Miss Craven flushed and it was not a pretty color.
"You like it here? Were you a new scholar this year? You look very young."
"I was fourteen in the summer. Yes, I am a new scholar. But I have grown very much at home."
Then there was a pause. Helen bethought herself of the other question.
"Yes, I like it extremely. It is such a beautiful place. I've been studying the sunset and wishing I could paint a picture of it. I've come to wish so many things of late," laughing at herself. "And I like the teachers. I don't know many of the seniors, and I am in junior B."
"I am taking some private lessons," hesitatingly.
Poor girl! She could not even have passed a junior B examination.
"There's such a pretty girl at your table. Her hair is the color one sometimes gets in a sunset, a bright gold, and yet it isn't the color so much as the curious waviness and stir all about it. It seems alive. And her complexion is beautiful, her eyes fairly laugh."
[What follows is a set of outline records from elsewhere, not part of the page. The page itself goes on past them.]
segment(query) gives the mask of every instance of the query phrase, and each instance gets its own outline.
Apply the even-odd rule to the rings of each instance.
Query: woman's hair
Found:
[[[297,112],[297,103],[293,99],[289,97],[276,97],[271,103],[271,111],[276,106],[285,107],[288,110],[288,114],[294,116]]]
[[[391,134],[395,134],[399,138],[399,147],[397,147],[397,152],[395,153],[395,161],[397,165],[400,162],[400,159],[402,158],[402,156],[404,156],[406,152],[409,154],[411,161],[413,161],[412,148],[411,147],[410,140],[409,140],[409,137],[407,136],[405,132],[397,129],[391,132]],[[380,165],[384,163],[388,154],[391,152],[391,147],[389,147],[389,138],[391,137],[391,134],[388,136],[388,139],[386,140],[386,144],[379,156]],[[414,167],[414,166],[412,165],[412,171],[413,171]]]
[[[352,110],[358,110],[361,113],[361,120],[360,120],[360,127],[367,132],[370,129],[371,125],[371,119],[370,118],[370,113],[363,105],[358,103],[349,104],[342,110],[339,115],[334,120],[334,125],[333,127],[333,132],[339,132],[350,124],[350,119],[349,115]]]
"That is Miss Mays. She isn't really in our class. She's an 'A' scholar. Every month someone new is elected for hostess. You are at the head of the table. You see that everything is served, that no one is—well, not exactly rude or awkward, but not up to the mark. And you keep a certain order."
"I spilled my coffee this morning. My spoon was in my cup and I just touched it with my cuff. I wish I could have gone through the floor or run away. But one has to learn all these nice things if one means to—to be anybody."